В заведении на причале было темно, оно было стилизовано внутри под корабль, и даже на каминной полке стояли модели кораблей в бутылках, а на стене висел портрет Роберта Эмметта. Я чертила окружности носком туфли на покрытом опилками полу и думала, как долго еще выдержу не звонить ему.

– Эй, Кэтлин, не вешай носа, любимая, – сказал Туша, протягивая мне ром с лимонадом. Я терпеть не могла этот напиток.

– Если охмурите какого-нибудь издателя, дайте мне знать, – попросил Тод Мид, у которого была неотвязная мысль написать книгу и стать известным.

– Как Салли? – спросила я. Хотя мы с ней и не были знакомы, мне было жаль ее с тех пор, как Бэйба тогда забеременела.

– Она в отличной форме, сажает цветочки и все такое, – ответил он. И хотя мне хотелось знать совсем другое, я больше ни о чем не спрашивала. Его легкая возбудимость удерживала любого от лишних вопросов.

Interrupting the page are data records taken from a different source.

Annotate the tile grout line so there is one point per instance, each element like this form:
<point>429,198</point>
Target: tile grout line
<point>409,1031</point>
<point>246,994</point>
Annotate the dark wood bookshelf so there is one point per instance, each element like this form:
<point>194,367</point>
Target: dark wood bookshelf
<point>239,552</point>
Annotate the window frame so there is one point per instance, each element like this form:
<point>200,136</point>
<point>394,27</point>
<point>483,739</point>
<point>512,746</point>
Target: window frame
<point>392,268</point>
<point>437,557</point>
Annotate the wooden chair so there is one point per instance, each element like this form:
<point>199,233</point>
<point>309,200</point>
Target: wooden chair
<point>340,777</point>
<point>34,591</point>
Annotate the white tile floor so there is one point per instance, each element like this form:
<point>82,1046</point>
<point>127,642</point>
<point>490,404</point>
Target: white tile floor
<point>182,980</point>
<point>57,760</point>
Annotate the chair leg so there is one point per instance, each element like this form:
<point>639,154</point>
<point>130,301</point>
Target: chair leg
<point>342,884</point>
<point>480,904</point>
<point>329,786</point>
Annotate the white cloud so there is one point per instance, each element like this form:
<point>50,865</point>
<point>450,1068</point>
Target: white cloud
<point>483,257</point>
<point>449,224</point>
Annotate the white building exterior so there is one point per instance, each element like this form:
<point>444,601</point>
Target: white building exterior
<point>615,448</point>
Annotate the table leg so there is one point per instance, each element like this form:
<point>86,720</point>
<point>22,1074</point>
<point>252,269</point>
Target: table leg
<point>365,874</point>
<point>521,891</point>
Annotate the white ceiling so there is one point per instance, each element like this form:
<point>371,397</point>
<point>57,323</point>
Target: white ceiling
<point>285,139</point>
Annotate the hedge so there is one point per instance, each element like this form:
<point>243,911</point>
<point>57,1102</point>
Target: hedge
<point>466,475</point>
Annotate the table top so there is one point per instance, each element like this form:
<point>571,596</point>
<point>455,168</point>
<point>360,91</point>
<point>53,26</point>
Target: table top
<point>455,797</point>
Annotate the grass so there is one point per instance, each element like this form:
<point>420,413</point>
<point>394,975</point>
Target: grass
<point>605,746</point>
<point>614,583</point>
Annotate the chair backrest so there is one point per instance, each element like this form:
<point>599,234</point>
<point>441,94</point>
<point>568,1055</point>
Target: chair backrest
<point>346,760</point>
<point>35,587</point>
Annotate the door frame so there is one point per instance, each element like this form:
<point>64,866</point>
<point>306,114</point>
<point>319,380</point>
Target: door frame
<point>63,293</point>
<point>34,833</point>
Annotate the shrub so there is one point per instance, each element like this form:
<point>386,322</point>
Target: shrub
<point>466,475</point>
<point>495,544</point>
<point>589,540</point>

– Интересно, как это им удается запихать эти кораблики в бутылки? – сказал Тод, кивая в направлении белого кораблика в длинной бутылке. Он всегда так вот переводил тему разговора на что-то незначительное. Его я тоже запомню таким вот, с грустинкой в голубых глазах, одетого в бежевое пальто Кромби с поясом, завязанным узлом на животе в том месте, где обычно бывает пряжка, рассуждающего с видом знатока о винах, американских писателях и кораблях в бутылках.

Двое студентов из колледжа Тринити пришли проводить Бэйбу, и она постаралась выпросить у одного из них фирменное кашне колледжа, чтобы хвастаться им в Лондоне.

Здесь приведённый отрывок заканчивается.